NEW ORLEANS (AP) — Nearly $10 million in 2010 oil spill money is rebuilding a barrier island bird rookery off Louisiana.
Work on Queen Bess Island had to wait for this year’s nesting season to end in August and must finish by late February or early March, before the next nesting season.
Queen Bess Island was the first spot where brown pelicans were returned to Louisiana after the pesticide DDT wiped out Louisiana’s state bird in the 1960s. Today, the island supports Louisiana’s third-largest brown pelican nesting colony, with about 15% to 20% of all nests in the state.
But its usable nesting area is now down to about 5 acres (2 hectares). The island also was heavily hit by oil from the Deepwater Horizon spill, but that’s been cleaned and birds are back.
Plans call for 30 acres (12 hectares) of pelican habitat and 7 acres (3 hectares) for terns and skimmers, smaller birds that nest on gravel.
The $9.8 million contract with New Orleans-based Pontchartrain Partners LLC. is only part of the project. Engineering, design, operation, maintenance and monitoring will add up to nearly $7 million more, said Chuck Perrodin, spokesman for the Louisiana Coastal Protection and Restoration Authority.
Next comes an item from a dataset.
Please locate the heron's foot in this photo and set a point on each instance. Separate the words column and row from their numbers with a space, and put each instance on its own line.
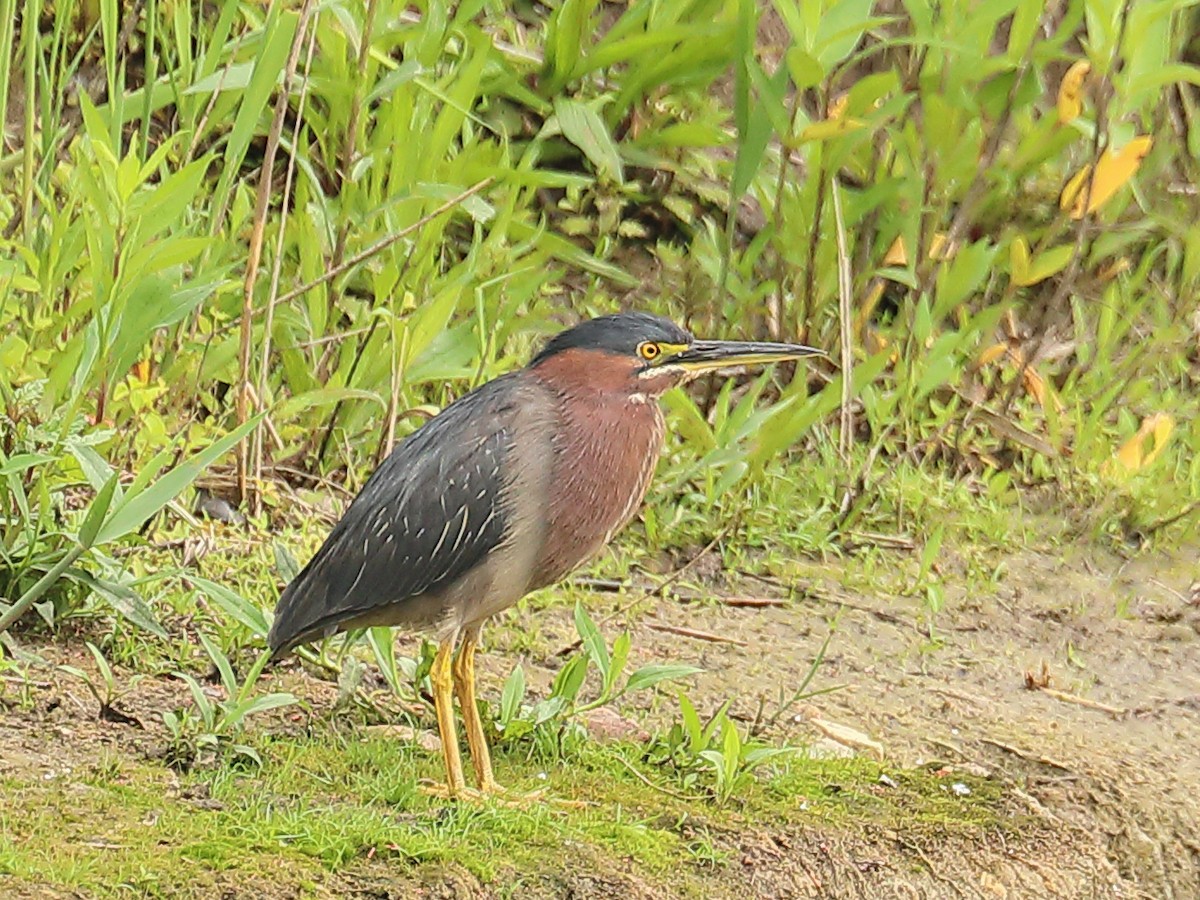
column 445, row 792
Many pelicans have stayed in the area in spite of the construction work, and biologists say that’s a good sign, WVUE-TV reported.
The island’s southernmost area was worn down to an outline in the water. That’s being filled with sand dredged out of the Mississippi River and barged to Queen Bess Island. The final surface will be as much as 5 feet (1.5 meters) above sea level. About 7 acres of that area will be covered with geotextile fabric and topped with a 6-inch (15-centimeter) layer of crushed limestone for the terns and skimmers.
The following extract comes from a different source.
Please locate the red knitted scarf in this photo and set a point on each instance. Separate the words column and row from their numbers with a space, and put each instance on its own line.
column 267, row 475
The sand will slope gradually down to the island’s northern tip, with black mangroves and other plants added to create nesting habitats and hold the sand.
This year’s planting likely will be too late for many of those plants to survive, so Pontchartrain Partners will return next year, Perrodin said. “When the pelicans leave at the end of the nesting season — late August or September — they’ll go back in and uproot or replant whatever didn’t have time to establish itself,” he said.
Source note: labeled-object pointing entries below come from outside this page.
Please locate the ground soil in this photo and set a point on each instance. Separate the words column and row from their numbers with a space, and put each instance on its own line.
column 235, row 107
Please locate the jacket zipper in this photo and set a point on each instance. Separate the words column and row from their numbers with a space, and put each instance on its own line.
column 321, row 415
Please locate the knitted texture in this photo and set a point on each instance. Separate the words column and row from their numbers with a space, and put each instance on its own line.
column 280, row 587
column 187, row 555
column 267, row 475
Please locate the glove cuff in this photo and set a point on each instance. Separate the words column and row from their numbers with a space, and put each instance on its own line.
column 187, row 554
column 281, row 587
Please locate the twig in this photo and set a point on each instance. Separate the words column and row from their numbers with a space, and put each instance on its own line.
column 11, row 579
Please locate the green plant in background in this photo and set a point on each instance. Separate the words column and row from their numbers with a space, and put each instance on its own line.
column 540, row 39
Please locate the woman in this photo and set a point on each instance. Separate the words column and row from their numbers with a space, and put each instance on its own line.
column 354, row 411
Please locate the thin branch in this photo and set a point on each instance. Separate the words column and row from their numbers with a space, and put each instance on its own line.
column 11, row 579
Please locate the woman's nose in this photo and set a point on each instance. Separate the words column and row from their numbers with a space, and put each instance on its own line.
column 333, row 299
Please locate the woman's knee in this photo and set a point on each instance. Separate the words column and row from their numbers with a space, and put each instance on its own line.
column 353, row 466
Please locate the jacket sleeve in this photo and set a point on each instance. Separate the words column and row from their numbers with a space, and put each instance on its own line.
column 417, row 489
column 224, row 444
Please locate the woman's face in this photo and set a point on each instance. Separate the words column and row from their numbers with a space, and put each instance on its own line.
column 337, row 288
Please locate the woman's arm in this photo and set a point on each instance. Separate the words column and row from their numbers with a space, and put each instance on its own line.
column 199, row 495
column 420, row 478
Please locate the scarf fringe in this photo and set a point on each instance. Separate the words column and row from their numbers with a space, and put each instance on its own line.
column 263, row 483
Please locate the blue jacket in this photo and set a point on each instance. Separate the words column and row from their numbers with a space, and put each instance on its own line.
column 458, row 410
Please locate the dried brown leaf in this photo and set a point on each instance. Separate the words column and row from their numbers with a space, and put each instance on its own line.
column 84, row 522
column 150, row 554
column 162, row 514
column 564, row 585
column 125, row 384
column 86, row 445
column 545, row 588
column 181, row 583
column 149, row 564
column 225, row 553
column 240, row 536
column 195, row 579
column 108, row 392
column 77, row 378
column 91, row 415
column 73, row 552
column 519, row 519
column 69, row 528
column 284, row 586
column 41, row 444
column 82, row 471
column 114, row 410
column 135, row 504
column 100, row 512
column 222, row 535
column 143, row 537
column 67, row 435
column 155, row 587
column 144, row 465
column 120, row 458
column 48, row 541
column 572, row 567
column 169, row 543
Up to 21 “bird ramps” — pads of crushed limestone or other material to make easy walkways for youngsters that can swim but can’t yet fly — will be created every 250 feet (76 meters) or so around the reconstructed island.
Breakwaters will be created all along the southwest side to slow erosion from waves and provide calm water for young water birds. A smaller breakwater area will reduce erosion from an area designed to let fish in and out of the lowest part of the island.